Amsterdam-based design studio FormaFantasma went one step further in its website overhaul earlier this year. It goes back to basics: a plain white background, system typefaces like Arial and Times New Roman, minimal font weights and classic blue hyperlinks. Pictures are kept small, and site visitors have the option to enlarge them; information about the file weight of each full-size image is visible if they hover over them. The entire site can be viewed in dark mode to reduce screen brightness and energy consumption.
“The aesthetic of our website is partly influenced by the original world wide web pages. We are also inspired by Wikipedia’s intuitive navigation. We have summaries at the top of each page, notes in the body text, and footnotes with external links,” explains FormaFantasma co-founder Simone Farresin. “Our interest is to make our website as energy-efficient as possible.
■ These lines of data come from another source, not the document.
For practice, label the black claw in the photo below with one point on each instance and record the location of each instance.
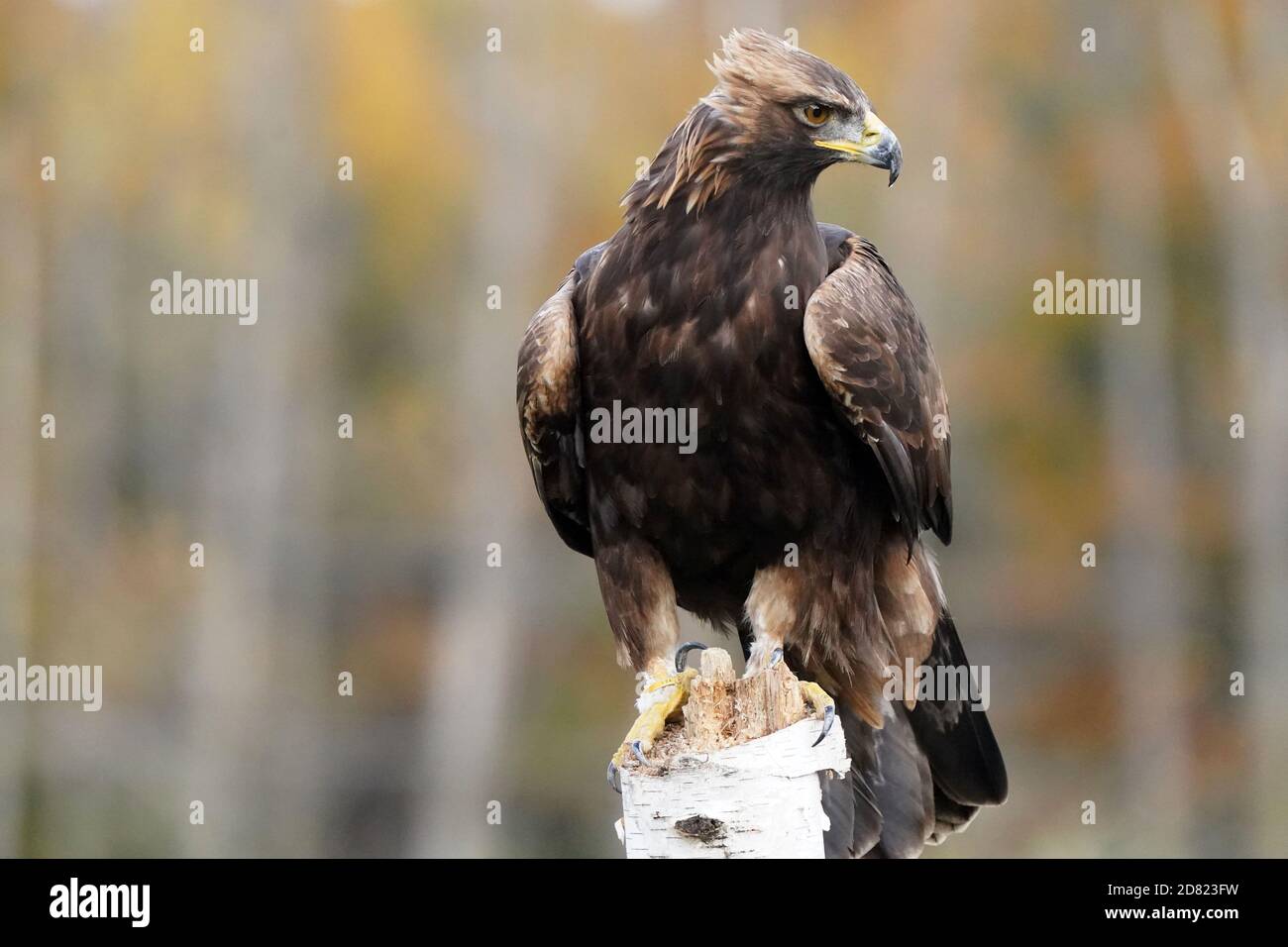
(828, 718)
(684, 652)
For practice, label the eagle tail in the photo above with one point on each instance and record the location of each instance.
(919, 777)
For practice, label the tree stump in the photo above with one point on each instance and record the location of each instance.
(738, 776)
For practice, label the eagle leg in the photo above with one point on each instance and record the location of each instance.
(819, 698)
(822, 701)
(661, 698)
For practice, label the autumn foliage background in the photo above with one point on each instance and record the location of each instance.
(477, 169)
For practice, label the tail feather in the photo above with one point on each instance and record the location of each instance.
(921, 777)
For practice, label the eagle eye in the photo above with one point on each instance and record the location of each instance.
(815, 114)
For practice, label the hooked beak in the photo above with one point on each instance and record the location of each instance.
(874, 145)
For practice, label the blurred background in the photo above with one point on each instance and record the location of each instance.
(487, 689)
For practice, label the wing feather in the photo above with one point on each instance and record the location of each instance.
(875, 360)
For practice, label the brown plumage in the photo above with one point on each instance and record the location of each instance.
(822, 434)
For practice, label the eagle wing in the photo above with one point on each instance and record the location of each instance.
(875, 360)
(549, 401)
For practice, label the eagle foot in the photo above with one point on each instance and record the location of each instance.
(664, 697)
(823, 702)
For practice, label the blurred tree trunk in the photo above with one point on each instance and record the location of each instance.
(20, 410)
(476, 646)
(1146, 573)
(1249, 228)
(256, 758)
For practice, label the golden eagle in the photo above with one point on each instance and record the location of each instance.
(819, 447)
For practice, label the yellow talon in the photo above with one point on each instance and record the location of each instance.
(651, 723)
(822, 701)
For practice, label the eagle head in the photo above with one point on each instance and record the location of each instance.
(793, 112)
The design is intended to be as clear and informative as possible to help visitors avoid loading unwanted content.”
Climate-friendly websites are still very much in the minority; after all, there are 1.83 billion websites on the internet today, most of which do not observe carbon-lite design principles. However, interest in digital sustainability is slowly growing. To date, over 1,360 individuals and companies, including Google, have signed the Sustainable Web Manifesto since 2019, pledging their commitment to create a more sustainable internet.
“The web is growing at an incredible pace,” says Amend. “With 51 per cent of the world’s population still lacking access to the internet, we are at a critical juncture where we must decide how the internet of the future is built,” he says. “Do we start creating a sustainable internet where users are informed and engaged about the impacts of their digital habits? Or do we continue the status quo and let the carbon intensity of our digital lives grow out of control?”
Updated 22.03.2021, 11.13 GMT: This article has been amended to correct the total amount of CO2 emitted by an average website annually: it's 2,112 kg, not 1,760 kg.